Application Building Blocks¶
The two standard library modules for building command line interfaces,
argparse
and getopt
, both separate the definition of
command line arguments from their parsing and value
processing. Alternatively, click (the “Command Line Interface
Construction Kit”), works by defining command processing functions and
then associating option and prompt definitions with those commands
using decorators.
cliff (“Command Line Interface Formulation Framework”) provides a set
of base classes for defining commands and a plugin system for
extending applications with multiple sub-commands that can be
distributed in separate packages. It uses argparse
to build the
help text and argument parser, so the command line processing is
familiar.
The docopt package reverses the typical flow by asking the developer to write the help text for a program, which it then parses to understand the sub-commands, valid combinations of options, and sub-commands.
For interactive terminal-based programs, prompt_toolkit includes
advanced features like color support, syntax highlighting, input
editing, mouse support, and searchable history. It can be used to
build command-oriented programs with a prompt loop like the cmd
module, or full-screen applications like text editors.
While INI files such as used by configparser
continue to be
popular for application configuration, the YAML file format is also
very popular. YAML provides many of the data structure features of
JSON in a format that is easier for people to read. The PyYAML
library provides access to a YAML parser and serializer.
Developer Tools¶
The standard library module venv
is new in Python 3. For
similar application isolation under both Python 2 and 3, use
virtualenv.
The fixtures package provides several test resource management
classes tailor made to work with the addCleanup()
method of test
cases from the unittest
module. The provided fixture classes
can manage loggers, environment variables, temporary files, and more
in a consistent and safe way that ensures each test case is completely
isolated from others in the suite.
The distutils
module in the standard library for packaging
Python modules for distribution and reuse is deprecated. The
replacement, setuptools, is packaged separately from the standard
library to make it easier to deliver new versions frequently. The API
for setuptools includes tools for building the list of files to
include in a package. There are extensions to automatically build the
list from the set of files managed by a version control system.
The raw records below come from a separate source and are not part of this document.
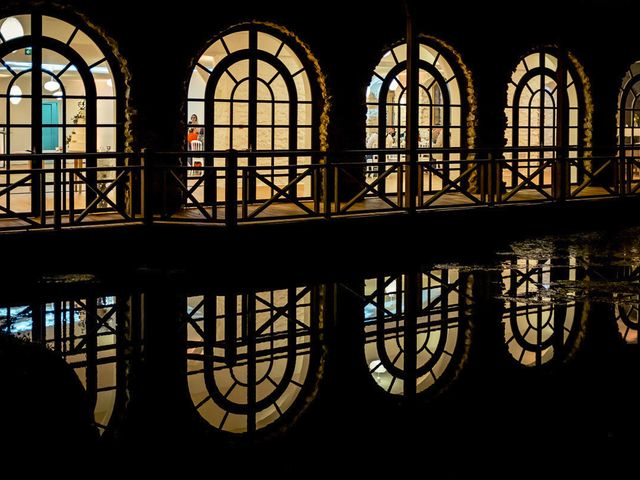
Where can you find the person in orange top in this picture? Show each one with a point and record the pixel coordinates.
(194, 133)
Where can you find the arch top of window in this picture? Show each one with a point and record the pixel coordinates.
(428, 54)
(239, 40)
(55, 63)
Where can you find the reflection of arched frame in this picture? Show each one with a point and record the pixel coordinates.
(627, 305)
(538, 328)
(253, 359)
(629, 120)
(438, 337)
(442, 102)
(87, 333)
(256, 88)
(627, 319)
(60, 91)
(545, 108)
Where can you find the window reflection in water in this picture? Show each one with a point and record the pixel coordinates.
(84, 332)
(538, 323)
(440, 330)
(626, 313)
(253, 358)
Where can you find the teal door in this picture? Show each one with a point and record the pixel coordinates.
(49, 117)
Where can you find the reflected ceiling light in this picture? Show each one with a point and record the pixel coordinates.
(11, 28)
(376, 367)
(51, 85)
(15, 95)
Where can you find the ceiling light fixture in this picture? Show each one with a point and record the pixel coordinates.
(51, 85)
(11, 28)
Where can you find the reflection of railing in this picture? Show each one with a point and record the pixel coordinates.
(232, 187)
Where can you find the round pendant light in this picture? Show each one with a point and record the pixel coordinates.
(11, 28)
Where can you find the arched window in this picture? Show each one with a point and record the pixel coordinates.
(255, 88)
(58, 93)
(85, 333)
(442, 107)
(629, 123)
(545, 112)
(402, 357)
(253, 359)
(539, 326)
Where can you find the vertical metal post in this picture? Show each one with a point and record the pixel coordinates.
(231, 189)
(38, 186)
(413, 79)
(57, 193)
(412, 288)
(325, 187)
(147, 197)
(562, 180)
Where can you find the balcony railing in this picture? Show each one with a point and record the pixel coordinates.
(55, 191)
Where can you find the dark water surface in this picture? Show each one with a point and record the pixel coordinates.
(522, 365)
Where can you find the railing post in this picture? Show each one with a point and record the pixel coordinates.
(490, 176)
(146, 167)
(231, 189)
(336, 189)
(496, 172)
(57, 194)
(325, 175)
(245, 188)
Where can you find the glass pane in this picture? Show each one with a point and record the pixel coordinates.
(221, 113)
(305, 138)
(279, 89)
(290, 59)
(237, 41)
(268, 43)
(427, 54)
(106, 112)
(263, 137)
(106, 139)
(198, 83)
(20, 111)
(400, 52)
(303, 87)
(104, 80)
(281, 138)
(265, 114)
(240, 70)
(212, 55)
(72, 83)
(224, 87)
(264, 92)
(76, 138)
(75, 113)
(19, 141)
(305, 116)
(19, 63)
(240, 113)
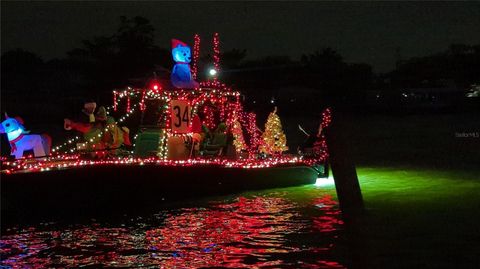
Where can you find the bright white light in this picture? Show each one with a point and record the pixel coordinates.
(212, 72)
(321, 181)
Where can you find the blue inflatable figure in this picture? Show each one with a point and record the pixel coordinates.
(181, 76)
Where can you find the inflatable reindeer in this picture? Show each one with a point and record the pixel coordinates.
(20, 141)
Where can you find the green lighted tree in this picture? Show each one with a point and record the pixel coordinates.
(273, 139)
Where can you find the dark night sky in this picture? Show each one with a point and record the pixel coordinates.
(361, 31)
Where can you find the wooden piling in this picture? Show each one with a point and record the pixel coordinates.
(343, 168)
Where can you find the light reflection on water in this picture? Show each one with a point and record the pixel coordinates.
(246, 232)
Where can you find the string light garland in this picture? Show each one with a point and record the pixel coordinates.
(73, 161)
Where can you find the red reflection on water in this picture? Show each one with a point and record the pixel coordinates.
(247, 233)
(331, 219)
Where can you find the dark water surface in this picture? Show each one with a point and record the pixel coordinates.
(299, 227)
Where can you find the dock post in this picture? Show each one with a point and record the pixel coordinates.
(343, 169)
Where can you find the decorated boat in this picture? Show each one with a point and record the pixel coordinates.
(194, 139)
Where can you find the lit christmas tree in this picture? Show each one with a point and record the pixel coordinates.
(273, 139)
(238, 140)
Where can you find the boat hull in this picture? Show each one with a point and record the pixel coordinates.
(132, 188)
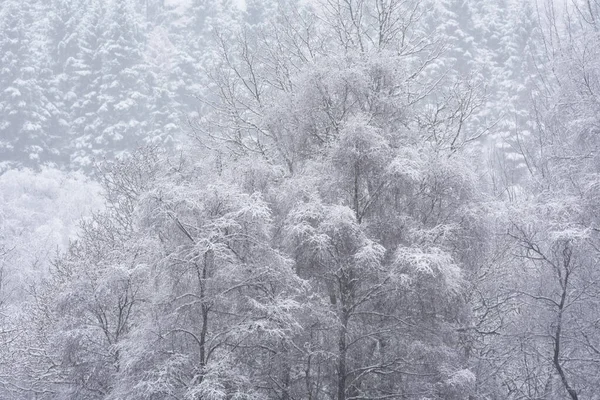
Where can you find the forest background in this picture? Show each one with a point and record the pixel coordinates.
(299, 199)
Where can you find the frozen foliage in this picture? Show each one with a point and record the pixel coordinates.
(370, 199)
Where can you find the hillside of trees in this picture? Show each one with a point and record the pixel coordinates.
(300, 199)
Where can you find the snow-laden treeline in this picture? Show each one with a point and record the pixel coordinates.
(369, 199)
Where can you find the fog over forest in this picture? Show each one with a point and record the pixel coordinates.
(300, 199)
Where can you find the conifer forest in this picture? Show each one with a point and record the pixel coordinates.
(300, 199)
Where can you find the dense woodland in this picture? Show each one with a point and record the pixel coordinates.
(300, 199)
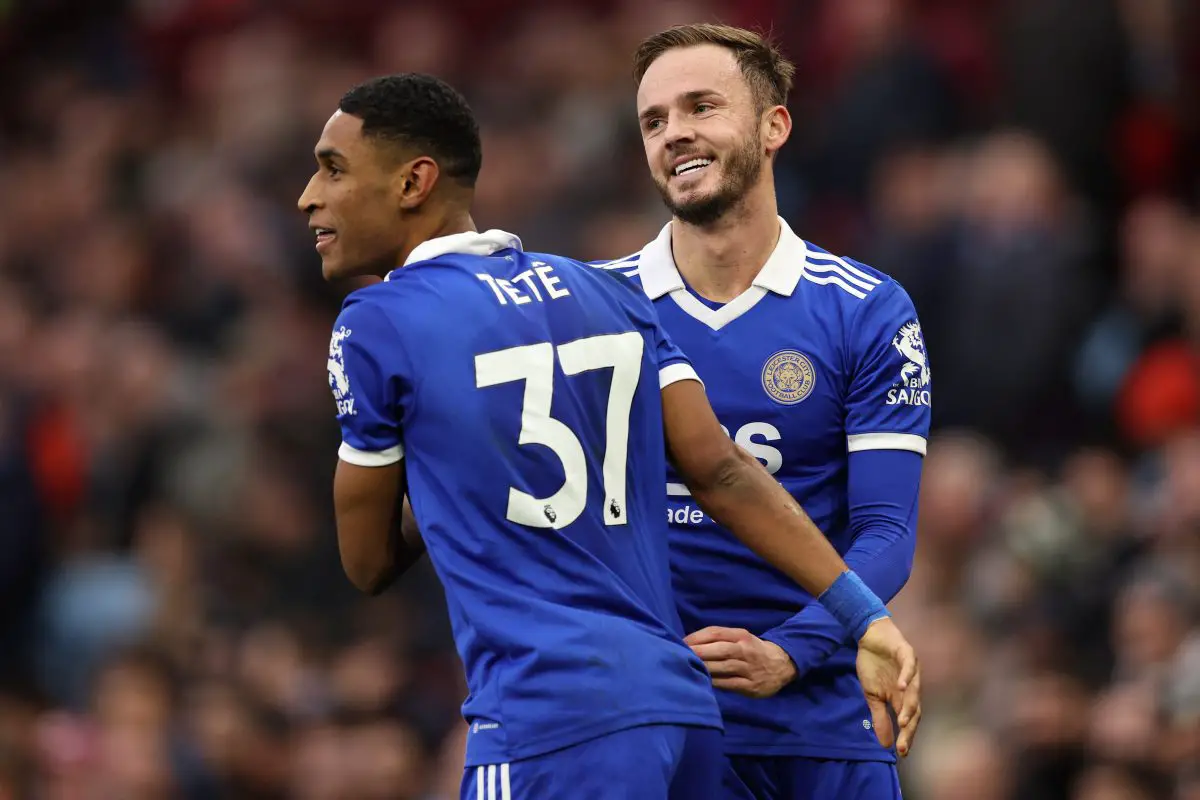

For
example, using setuptools-git with source in a git repository
causes all of the tracked files to be included in the package by
default. After a package is built, the twine application will upload
it to the package index to be shared with other developers.
Tools like tabnanny
are good at finding common formatting
mistakes in Python code. The Python Code Quality Authority
maintains an extensive range of more advanced static analysis tools,
including tools that enforce style guidelines, find common programming
errors, and even help avoid excessive complexity.
See also
- Python Package Index or PyPI – The site for finding and downloading extension modules distributed separately from the Python runtime.